Statistical analysis of the datalogger measurements was performed using SPSS 23.0 program. A two-factor (fabric type × time) repeated measures analysis of variance (ANOVA) was used to analyze the effect of different fabric types and the changes in time for temperature measurements of different body locations. If there is a difference between variables, post-hoc tests can be used to define the relationships between the parameters. Post-hoc statistical tests provide a consistent and appropriate approach for research. Homogeneous characteristics of variance and equality of sample size characteristics are important factors in the selection of post-hoc tests. Where a significant main effect was found a post-hoc test with Bonferroni correction was applied to locate the difference. For all statistical analyses, p ˂ 0.05 was considered significant. The significance of fabric type (p = 0.000 ˂ 0.05), time (p = 0.000 ˂ 0.05), and fabric type × time (p = 0.617 > 0.05) on microclimate temperature results were measured using ANOVA tests. There was a statistically significant difference between the TS Tencel single jersey knitted fabric and the other four t-shirt samples according to the microclimate temperature values (significance of CS p = 0.000 ˂ 0.05, for CPS p = 0.000 ˂ 0.05, for POS p = 0.02 ˂ 0.05, for PM p = 0.028 ˂ 0.05). The point that draws attention here is that the temperature values of the sensor data in four body regions of this t-shirt sample were measured lower than the other four fabrics. As in the study by Li24, significant effects of fiber type on the temperature and humidity values of clothing microclimate were observed.

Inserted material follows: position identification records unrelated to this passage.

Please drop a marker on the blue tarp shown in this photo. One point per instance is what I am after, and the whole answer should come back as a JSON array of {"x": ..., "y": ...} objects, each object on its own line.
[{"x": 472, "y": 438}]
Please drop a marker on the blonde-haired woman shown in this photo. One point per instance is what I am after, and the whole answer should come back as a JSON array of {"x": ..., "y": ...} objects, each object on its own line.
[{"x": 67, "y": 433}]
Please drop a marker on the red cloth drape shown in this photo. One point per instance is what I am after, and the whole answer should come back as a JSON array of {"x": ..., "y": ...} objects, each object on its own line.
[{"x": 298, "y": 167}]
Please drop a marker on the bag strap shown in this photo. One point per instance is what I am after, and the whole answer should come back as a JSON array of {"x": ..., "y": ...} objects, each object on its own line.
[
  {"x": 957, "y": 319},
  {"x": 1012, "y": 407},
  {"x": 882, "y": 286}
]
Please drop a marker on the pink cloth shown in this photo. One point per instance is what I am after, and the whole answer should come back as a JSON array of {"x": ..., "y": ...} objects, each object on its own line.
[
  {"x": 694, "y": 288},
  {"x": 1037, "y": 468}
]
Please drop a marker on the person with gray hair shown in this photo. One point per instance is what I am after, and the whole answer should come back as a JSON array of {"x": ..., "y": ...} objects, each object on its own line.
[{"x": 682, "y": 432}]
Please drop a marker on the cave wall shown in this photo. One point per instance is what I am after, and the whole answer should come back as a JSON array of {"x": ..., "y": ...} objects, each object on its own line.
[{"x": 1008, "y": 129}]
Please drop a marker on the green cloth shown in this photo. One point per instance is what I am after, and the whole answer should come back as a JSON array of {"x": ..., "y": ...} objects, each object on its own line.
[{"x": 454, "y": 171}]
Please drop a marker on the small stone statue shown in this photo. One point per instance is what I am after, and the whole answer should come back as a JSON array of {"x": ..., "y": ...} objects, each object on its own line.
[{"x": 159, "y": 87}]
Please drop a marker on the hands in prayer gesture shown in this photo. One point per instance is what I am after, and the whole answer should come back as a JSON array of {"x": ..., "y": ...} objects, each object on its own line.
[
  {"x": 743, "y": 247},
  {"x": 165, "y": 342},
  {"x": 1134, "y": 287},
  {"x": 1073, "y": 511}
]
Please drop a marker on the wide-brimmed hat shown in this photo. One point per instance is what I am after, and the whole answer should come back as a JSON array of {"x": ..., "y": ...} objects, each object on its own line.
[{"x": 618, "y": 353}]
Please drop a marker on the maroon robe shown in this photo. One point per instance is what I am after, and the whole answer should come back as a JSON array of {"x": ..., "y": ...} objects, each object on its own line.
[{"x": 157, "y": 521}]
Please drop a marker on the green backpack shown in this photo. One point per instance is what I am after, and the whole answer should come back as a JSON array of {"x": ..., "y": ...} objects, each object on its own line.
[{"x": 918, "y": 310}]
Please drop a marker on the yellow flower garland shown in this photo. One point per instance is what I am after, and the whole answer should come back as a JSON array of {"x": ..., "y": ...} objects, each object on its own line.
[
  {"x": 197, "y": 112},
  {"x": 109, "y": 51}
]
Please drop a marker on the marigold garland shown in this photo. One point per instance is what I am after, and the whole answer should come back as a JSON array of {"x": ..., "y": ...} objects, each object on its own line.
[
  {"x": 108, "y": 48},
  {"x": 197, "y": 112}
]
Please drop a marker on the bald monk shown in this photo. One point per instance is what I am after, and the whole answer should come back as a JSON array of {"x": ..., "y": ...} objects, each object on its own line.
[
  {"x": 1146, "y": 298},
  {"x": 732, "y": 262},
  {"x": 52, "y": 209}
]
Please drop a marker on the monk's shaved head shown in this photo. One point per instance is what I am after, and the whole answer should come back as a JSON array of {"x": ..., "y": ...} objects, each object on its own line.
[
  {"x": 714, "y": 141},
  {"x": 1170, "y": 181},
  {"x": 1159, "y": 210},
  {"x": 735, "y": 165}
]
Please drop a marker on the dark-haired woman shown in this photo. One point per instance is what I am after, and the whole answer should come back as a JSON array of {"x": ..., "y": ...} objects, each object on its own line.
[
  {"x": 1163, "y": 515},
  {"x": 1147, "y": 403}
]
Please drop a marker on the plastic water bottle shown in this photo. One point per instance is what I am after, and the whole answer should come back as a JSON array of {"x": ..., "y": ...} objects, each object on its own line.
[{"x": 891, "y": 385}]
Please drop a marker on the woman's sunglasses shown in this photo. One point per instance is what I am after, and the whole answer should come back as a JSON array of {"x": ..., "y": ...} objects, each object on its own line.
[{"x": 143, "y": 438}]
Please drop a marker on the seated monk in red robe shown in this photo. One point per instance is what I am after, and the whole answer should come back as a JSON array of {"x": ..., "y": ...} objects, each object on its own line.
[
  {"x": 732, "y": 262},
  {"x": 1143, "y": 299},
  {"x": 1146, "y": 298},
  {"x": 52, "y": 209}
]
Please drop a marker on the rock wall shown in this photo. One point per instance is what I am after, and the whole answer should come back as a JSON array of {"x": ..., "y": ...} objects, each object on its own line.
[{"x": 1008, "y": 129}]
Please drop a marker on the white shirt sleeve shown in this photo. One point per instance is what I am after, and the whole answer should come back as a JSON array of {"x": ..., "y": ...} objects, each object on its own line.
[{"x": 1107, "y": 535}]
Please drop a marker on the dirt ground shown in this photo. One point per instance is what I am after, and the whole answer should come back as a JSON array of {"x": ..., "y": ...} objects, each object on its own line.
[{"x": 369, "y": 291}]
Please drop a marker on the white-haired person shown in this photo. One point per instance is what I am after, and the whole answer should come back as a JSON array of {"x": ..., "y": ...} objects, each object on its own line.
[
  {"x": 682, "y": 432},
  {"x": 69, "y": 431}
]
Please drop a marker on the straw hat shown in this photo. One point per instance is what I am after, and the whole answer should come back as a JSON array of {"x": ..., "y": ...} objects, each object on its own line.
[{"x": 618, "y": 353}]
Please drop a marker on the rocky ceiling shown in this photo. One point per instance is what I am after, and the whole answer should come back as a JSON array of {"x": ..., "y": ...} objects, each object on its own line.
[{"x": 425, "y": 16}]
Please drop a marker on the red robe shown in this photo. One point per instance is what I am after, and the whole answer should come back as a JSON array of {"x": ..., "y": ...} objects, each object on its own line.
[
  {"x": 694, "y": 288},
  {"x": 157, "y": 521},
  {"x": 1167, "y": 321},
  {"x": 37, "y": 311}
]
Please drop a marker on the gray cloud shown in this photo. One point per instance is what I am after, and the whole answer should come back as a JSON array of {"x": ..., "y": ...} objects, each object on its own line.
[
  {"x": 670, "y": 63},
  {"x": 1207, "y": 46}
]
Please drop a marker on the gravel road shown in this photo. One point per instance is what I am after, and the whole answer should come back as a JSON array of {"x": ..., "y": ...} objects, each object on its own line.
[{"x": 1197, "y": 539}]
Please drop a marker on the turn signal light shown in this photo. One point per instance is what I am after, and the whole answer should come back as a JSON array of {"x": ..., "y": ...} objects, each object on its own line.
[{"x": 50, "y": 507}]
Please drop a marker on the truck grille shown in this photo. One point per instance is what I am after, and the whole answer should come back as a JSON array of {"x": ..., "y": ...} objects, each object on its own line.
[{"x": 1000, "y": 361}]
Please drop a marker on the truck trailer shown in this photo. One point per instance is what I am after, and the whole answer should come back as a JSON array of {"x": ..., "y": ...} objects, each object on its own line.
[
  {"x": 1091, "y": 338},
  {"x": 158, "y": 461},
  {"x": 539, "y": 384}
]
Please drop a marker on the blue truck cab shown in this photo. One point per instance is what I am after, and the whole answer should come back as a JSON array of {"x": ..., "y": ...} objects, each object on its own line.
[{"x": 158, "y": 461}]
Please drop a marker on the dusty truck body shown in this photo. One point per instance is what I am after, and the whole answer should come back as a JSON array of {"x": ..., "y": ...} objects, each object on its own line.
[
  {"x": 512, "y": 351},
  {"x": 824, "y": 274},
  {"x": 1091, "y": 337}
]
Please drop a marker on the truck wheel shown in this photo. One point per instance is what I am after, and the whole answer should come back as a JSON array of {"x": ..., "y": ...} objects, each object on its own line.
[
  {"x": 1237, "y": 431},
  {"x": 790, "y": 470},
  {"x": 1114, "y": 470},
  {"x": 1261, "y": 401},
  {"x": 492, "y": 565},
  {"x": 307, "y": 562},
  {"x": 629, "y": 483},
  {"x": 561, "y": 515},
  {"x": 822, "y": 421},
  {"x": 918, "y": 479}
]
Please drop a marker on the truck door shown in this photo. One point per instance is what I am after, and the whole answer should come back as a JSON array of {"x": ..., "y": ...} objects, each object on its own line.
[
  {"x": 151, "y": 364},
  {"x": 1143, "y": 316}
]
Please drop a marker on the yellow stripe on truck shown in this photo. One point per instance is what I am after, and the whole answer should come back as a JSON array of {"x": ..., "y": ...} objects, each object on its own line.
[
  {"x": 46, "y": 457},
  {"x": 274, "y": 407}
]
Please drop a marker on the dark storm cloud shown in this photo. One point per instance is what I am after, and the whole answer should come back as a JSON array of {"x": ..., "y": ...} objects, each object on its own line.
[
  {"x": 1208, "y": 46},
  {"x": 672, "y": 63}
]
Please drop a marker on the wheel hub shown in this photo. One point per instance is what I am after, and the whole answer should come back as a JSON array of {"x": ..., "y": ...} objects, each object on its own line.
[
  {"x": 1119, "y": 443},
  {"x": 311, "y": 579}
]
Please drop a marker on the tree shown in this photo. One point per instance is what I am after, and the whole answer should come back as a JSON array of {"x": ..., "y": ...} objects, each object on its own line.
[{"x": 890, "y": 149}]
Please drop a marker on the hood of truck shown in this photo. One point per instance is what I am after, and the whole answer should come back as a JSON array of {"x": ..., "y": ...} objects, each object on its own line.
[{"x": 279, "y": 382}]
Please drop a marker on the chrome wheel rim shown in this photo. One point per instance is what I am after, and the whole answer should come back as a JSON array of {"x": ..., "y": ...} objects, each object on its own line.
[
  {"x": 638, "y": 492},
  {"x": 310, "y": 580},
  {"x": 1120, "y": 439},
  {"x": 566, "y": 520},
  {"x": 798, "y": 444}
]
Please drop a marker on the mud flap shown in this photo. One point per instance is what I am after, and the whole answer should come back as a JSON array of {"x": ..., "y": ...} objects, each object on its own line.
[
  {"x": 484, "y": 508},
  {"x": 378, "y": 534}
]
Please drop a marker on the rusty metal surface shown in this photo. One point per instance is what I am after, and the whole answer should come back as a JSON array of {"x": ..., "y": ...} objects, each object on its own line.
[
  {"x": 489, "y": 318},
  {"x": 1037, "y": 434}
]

The humidity values of the tested T-shirt samples were compared using SPSS 23.0, and a two factor (Fabric Type * Time) repeated measures analysis of variance (ANOVA) was used to analyze the effect of different fabric types and the changes in humidity for different body locations. The two-way ANOVA test results showed the significance of fabric type (p = 0.000 ˂ 0.05), time (p = 0.000 ˂ 0.05) and fabric type × time (p = 0.998 > 0.05). When the moisture results were examined, a significant difference was observed between the PM and TS coded samples and the other three samples. Statistical analysis results were obtained in conjunction with the sensor measurement results. Clothing made of PM coded polyester mesh fabric measured at lower humidity in the chest, abdomen, and waist region showed a statistically significant difference from the other samples (significance of CS p = 0.033 ˂ 0.05, for CPS p = 0.003 ˂ 0.05, for POS p = 0.000 ˂ 0.05) except for the TS coded sample (p = 1 > 0.05). In addition, the Post-Hoc Bonferroni test results showed that there was a significant difference between the TS coded fabric and the other two samples (significance of CPS p = 0.035 ˂ 0.05, for POS p = 0.006 ˂ 0.05).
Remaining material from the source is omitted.